README.md
In sd2R: Stable Diffusion Image Generation

sd2R

sd2R is an R package that provides a native, GPU-accelerated Stable Diffusion pipeline by wrapping the C++ implementation from stable-diffusion.cpp and using ggmlR as the tensor backend.

sd2R exposes a high-level R interface for text-to-image and image-to-image generation, while all heavy computation (tokenization, encoders, denoiser, sampler, VAE, model loading) is implemented in C++. Supports SD 1.x, SD 2.x, SDXL, and Flux model families. Targets local inference on Linux with Vulkan-enabled AMD GPUs (with automatic CPU fallback via ggml), without relying on external Python or web APIs.

Flux without Python:

R  →  sd2R  →  ggmlR  →  ggml  →  Vulkan  →  GPU

C++ core (src/sd/): tokenizers, text encoders (CLIP, Mistral, Qwen, UMT5), diffusion UNet/MMDiT denoiser, samplers, VAE encoder/decoder, and model loading for .safetensors and .gguf weights.
R layer: user-facing pipeline functions, parameter validation, image helpers, testing, and documentation-friendly API.
Backend: links against ggmlR (headers via LinkingTo) and libggml.a, reusing the same GGML/Vulkan stack that also powers llamaR and other ggmlR-based packages.

Unified sd_generate() — single entry point for all generation modes. Automatically selects the optimal strategy (direct, tiled sampling, or highres fix) based on output resolution and available VRAM (vram_gb parameter in sd_ctx()). Users don't need to think about tiling at all.
CRAN-ready defaults: verbose = FALSE by default — no console output unless explicitly enabled. Cross-platform build system with configure/configure.win generating Makevars from templates.
VRAM-aware auto-routing: queries free GPU memory at runtime and routes to direct generation (fits in VRAM), highres fix (txt2img + upscale + tiled img2img, preferred for coherent large images), or tiled sampling (MultiDiffusion fallback).
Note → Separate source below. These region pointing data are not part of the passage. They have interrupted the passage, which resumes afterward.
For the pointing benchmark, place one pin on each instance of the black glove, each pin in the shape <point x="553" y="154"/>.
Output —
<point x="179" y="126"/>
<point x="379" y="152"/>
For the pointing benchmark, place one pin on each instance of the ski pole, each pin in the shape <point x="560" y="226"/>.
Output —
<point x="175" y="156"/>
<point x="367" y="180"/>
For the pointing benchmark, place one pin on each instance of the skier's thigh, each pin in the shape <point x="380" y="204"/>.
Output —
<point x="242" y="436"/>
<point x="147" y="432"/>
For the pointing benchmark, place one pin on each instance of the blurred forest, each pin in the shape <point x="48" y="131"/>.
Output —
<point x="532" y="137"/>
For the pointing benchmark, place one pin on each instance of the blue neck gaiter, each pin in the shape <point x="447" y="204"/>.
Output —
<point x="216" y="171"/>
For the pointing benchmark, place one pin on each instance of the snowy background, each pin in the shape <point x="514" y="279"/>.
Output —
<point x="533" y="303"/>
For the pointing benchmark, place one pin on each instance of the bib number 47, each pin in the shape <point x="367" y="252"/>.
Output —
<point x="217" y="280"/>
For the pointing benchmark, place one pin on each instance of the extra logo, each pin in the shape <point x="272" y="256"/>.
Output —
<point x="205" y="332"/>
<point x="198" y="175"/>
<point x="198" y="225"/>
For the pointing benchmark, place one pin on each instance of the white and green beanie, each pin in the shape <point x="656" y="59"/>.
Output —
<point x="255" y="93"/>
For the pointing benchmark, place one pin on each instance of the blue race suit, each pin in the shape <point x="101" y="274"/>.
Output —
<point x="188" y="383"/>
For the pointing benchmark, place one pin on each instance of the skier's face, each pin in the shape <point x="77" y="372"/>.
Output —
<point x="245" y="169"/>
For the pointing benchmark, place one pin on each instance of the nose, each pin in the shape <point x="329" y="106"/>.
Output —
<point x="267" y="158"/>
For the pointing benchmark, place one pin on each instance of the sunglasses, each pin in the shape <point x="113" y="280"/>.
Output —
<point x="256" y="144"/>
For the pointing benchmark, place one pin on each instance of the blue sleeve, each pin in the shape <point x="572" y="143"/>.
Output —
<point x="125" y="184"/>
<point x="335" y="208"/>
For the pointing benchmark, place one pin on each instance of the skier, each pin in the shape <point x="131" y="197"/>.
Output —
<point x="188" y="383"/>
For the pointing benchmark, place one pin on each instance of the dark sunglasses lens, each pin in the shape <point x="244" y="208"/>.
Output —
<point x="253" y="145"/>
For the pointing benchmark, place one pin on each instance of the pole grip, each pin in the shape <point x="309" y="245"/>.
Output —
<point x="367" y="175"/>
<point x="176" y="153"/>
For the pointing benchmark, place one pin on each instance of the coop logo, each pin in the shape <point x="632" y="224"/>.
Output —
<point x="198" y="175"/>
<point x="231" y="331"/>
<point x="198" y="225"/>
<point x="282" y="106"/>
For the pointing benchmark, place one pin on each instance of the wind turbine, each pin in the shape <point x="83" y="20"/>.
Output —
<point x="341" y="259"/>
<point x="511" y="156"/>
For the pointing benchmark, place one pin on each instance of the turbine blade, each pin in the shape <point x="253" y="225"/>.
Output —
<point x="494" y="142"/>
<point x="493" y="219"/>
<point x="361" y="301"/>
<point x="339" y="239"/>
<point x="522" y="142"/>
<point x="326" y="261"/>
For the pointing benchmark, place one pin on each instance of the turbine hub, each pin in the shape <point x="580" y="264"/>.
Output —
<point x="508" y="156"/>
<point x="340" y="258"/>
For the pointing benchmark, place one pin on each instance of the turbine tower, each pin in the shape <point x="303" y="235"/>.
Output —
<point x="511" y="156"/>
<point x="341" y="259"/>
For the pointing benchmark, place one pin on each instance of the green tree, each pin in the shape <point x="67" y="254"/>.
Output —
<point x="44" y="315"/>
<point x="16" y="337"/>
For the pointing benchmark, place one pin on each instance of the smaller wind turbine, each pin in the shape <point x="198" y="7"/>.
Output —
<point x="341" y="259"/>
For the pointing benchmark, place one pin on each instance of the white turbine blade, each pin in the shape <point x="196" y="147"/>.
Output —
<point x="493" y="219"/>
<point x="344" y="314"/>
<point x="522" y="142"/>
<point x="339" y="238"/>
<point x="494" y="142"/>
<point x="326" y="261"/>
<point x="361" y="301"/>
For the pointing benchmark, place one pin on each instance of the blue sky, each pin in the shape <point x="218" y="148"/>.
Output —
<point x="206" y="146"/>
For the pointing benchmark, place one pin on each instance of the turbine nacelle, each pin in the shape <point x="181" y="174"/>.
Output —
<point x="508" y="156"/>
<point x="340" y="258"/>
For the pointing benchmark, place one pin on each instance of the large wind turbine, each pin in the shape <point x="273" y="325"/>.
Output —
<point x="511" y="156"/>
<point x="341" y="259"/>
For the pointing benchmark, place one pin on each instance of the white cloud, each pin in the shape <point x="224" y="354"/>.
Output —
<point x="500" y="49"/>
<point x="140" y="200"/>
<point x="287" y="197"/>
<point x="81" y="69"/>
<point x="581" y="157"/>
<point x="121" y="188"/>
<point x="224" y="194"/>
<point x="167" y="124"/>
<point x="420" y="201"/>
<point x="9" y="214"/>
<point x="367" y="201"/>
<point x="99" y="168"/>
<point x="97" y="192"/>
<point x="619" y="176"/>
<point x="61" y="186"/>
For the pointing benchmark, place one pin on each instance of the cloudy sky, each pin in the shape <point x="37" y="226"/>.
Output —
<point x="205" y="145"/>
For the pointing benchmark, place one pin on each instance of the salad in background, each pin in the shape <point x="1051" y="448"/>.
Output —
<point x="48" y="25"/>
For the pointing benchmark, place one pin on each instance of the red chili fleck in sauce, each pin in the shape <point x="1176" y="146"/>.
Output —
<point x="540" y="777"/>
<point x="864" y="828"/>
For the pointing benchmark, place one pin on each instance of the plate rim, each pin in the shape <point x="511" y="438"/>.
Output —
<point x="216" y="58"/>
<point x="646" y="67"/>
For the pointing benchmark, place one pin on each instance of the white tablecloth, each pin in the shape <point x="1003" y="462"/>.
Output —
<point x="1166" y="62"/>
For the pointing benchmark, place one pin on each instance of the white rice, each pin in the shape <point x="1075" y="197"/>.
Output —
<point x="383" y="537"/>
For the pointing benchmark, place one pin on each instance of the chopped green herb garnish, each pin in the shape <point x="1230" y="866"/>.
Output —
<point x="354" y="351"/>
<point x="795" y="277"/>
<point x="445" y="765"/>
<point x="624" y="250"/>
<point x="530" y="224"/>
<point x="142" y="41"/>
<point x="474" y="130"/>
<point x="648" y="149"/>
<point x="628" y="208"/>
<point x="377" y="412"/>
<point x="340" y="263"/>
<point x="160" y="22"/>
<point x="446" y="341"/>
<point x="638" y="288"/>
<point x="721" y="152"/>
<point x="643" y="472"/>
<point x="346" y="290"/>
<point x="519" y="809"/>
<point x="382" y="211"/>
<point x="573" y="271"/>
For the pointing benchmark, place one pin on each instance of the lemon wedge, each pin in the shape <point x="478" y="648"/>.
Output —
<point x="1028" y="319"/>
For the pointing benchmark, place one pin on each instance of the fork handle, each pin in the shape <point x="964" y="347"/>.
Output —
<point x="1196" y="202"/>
VAE tiling is also VRAM-aware — enabled automatically only when free memory is insufficient for the given resolution. Set vram_gb in sd_ctx() to override auto-detection.
Multi-GPU data parallelism: sd_generate_multi_gpu() distributes prompts across Vulkan GPUs via callr, one process per GPU, with progress reporting.
Multi-GPU model parallelism: device_layout parameter in sd_ctx() distributes sub-models across multiple Vulkan GPUs within a single process. Presets: "mono" (all on one GPU), "split_encoders" (CLIP/T5 on GPU 1, diffusion + VAE on GPU 0), "split_vae" (CLIP/T5 + VAE on GPU 1, diffusion on GPU 0), "encoders_cpu" (text encoders on CPU). Manual override via diffusion_gpu, clip_gpu, vae_gpu.
Profiling: built-in per-stage timing via sd_profile_start() / sd_profile_stop() / sd_profile_summary(). Tracks model loading, text encoding (with CLIP/T5 breakdown), sampling, and VAE decode/encode stages.
Text-to-image generation supporting Stable Diffusion 1.x, 2.x, SDXL, and Flux models with typical generations taking a few seconds on Vulkan-enabled GPUs.
Image-to-image workflows with noise strength control and reuse of the same denoising pipeline as text-to-image. Requires vae_decode_only = FALSE in context.
Optional upscaling using a dedicated upscaler context managed entirely in C++ and exposed to R through external pointers.
VRAM-aware Tiled VAE for high-resolution images (2K, 4K+) with bounded VRAM usage. vae_mode = "auto" (default) queries free GPU memory before VAE decode and enables tiling only when estimated peak usage exceeds available VRAM (with a 50 MB safety reserve). Falls back to a pixel-area threshold (vae_auto_threshold) when Vulkan memory query is unavailable (CPU backend, no GPU). Supports per-axis relative tile sizing (vae_tile_rel_x, vae_tile_rel_y) for non-square aspect ratios.
Tiled diffusion sampling (MultiDiffusion): at each denoising step the latent is split into overlapping tiles, each denoised independently, and merged with Gaussian weighting. VRAM usage scales with tile size, not output resolution.
Highres Fix: classic two-pass pipeline — generates base image at native model resolution, upscales (bilinear or ESRGAN), then refines with tiled img2img at low denoising strength. Produces coherent high-resolution images (2K, 4K+) with global composition preserved.
Image utilities in R: saving generated images to PNG, converting between internal tensors and R raw vectors, and simple inspection of output tensors.
System introspection via sd_system_info(), reporting GGML/Vulkan capabilities as detected by ggmlR at build time.
Pipeline graph API: sd_pipeline() + sd_node() for composable, sequential multi-step workflows (txt2img → upscale → img2img → save). Pipelines are serializable to JSON via sd_save_pipeline() / sd_load_pipeline().

pipe <- sd_pipeline(
  sd_node("txt2img", prompt = "a cat in space", width = 512, height = 512),
  sd_node("upscale", factor = 2),
  sd_node("img2img", strength = 0.3),
  sd_node("save", path = "output.png")
)

# Save / load as JSON
sd_save_pipeline(pipe, "my_pipeline.json")
pipe <- sd_load_pipeline("my_pipeline.json")

# Run
ctx <- sd_ctx("model.safetensors")
sd_run_pipeline(pipe, ctx, upscaler_ctx = upscaler)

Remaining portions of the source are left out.